Who Is Most Likely To Default On Their Student Loans?
See
Should Anyone Be Eligible for Student Loans? by Josh Mitchell of
The Wall Street Journal. Excerpt:
"For decades, the federal government has imposed no underwriting
standards in its student-loan program. Just about any American can
borrow as much as $57,500 for college—and essentially unlimited amounts
for graduate school—with little regard for the person’s ability to
repay. Everyone taking out federal loans in a given year pays the same
interest rate.
Supporters of that no-questions-asked policy say
it guarantees every American a shot at a degree and a secure
middle-class income.

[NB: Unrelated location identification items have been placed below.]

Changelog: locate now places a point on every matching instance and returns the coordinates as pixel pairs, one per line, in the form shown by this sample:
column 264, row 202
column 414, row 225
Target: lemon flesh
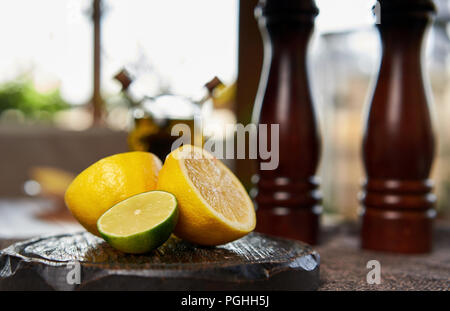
column 214, row 206
column 140, row 223
column 109, row 181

Imposing underwriting standards would deny a higher
education to many poor people who can’t get loans from private lenders,
they argue.
But a sharp rise in delinquencies in the $1.2 trillion federal
student-loan program is drawing comparisons to subprime mortgage
lending, which added to the housing crisis. It is also stirring debate
on other ways to allot student aid.
New research shows a preponderance of the millions of borrowers who
have defaulted on student loans in recent years are poor, were
unprepared for college, and attended troubled schools that offered
little hope of leading to a decent job.
“It’s not a gift to a poor person who is not going to be able to complete a degree program to give them a loan,” said Caroline Hoxby,
a Stanford University economics professor, who calls the soaring load
of student debt “a self-inflicted wound on the part of the federal
government.
As of Sept. 30, just over 7 million borrowers had gone at least a
year without making a payment on their federal student loans, Education
Department figures show.
The student-loan delinquency rate has
jumped to around 12%, roughly double its level before the recession,
according to the New York Federal Reserve. When excluding borrowers
still in school, roughly a quarter of all student debt is at least 90
days behind on payments. The comparable number for home-mortgage debt
never exceeded 9% after the housing crash.
A recent Brookings Institution study by Treasury Department economist Adam Looney
and Stanford’s Constantine Yannelis attributes the rise in both
borrowing and defaults since the recession largely to “nontraditional
students” who enrolled at for-profit schools and community colleges.
Those schools typically have low or no academic standards for enrolling.
Such
students made up more than two-thirds of defaults among those who left
school in 2011, the study found, analyzing government tax records and
student-loan figures. The defaulted borrowers tend to be older, from
lower-income families, and more likely to be first-generation
college-goers compared with students who attend four-year schools.
Likewise, an October paper by Federal Reserve researchers linked
defaults to those who had weak credit scores. About 30% of those who had
credit scores of between 500 and 599 a year before they left school
eventually became delinquent on their loans. But among those with a
score of 680 to 729, only 9% became delinquent, according to the paper, by Fed economists Alvaro Mezza and Kamila Sommer."